All the more reason the rule of law, and perceptions of justice, should stand apart from politics. Mr Perry was convicted by a jury of his peers, the bedrock unit of the American legal system. The jury weighed all this context, including Mr Perry’s claims. That also went unmentioned in Mr Abbott’s proclamation. But maybe Texans believe a Travis County jury cannot be fair, just as Donald Trump has insisted a New York jury considering his criminal case cannot be fair to him. Politics, and assumptions about politics, are seeping into every American institution, and so is cynicism about what chance ideals of fairness have against the realities of power.
“Isn’t worth it, bro”
Reading through the lengthy court record of Mr Perry’s toxic, sad social-media posts, one wonders, pointlessly, what might have happened if he and Foster had had a conversation. Both were military men: Mr Perry, then 33, was serving as an army sergeant at Fort Hood and driving for Uber that night in Austin to make ends meet. Foster was a libertarian, and Mr Perry also claimed to prize freedom. Mr Perry insisted he supported peaceful protest. He seemed, as a Jew, to feel particularly vulnerable to violence.

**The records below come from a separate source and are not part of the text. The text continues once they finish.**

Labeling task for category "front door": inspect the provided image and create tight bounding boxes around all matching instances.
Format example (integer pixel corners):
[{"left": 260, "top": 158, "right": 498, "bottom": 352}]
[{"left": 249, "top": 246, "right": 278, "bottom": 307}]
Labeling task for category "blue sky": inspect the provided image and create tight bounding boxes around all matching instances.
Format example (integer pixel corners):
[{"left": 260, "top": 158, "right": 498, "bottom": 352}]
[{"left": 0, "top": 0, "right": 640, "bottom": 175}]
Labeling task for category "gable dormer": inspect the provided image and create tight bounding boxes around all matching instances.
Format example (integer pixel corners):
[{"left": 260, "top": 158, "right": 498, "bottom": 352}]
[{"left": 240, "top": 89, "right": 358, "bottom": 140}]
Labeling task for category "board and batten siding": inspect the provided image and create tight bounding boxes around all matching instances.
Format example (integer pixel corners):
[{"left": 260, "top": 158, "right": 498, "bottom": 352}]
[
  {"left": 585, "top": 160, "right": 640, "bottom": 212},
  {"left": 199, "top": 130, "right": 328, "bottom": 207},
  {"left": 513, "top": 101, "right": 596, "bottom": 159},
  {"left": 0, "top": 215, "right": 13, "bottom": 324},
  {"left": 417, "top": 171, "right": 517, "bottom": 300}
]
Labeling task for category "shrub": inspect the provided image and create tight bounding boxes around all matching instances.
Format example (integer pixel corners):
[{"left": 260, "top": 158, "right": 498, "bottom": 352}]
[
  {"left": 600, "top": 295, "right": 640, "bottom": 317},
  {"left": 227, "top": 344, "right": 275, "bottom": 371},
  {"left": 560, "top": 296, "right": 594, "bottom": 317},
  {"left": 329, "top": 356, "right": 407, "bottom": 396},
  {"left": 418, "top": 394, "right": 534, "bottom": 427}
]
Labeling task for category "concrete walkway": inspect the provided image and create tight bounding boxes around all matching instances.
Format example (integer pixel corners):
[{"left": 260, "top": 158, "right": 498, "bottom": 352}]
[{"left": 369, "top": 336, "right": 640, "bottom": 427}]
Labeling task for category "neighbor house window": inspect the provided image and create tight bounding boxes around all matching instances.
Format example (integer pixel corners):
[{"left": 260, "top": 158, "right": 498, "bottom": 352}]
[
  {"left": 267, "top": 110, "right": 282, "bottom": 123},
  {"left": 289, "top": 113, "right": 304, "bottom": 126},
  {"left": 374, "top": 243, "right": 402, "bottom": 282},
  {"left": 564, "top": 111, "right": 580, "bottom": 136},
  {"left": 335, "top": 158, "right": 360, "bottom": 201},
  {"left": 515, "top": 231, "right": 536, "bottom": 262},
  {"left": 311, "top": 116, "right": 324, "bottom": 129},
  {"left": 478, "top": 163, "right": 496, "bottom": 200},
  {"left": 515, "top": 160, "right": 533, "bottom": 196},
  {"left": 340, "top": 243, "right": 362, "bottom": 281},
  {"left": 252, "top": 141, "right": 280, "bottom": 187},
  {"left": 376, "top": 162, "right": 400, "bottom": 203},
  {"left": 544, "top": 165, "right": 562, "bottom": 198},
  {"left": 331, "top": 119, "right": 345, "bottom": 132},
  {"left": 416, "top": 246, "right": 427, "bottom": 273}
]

But probably a talk with Foster would have gone nowhere. Mr Perry’s family and friends pleaded with him on Facebook that summer to show more empathy, without much effect, or just to set politics aside. “Isn’t worth it, bro,” one friend counselled, urging him: “Go to a mountain to a river enjoy the rest of our life.”
At least in that moment, Mr Perry seemed to understand. “American politics are horrible,” he replied.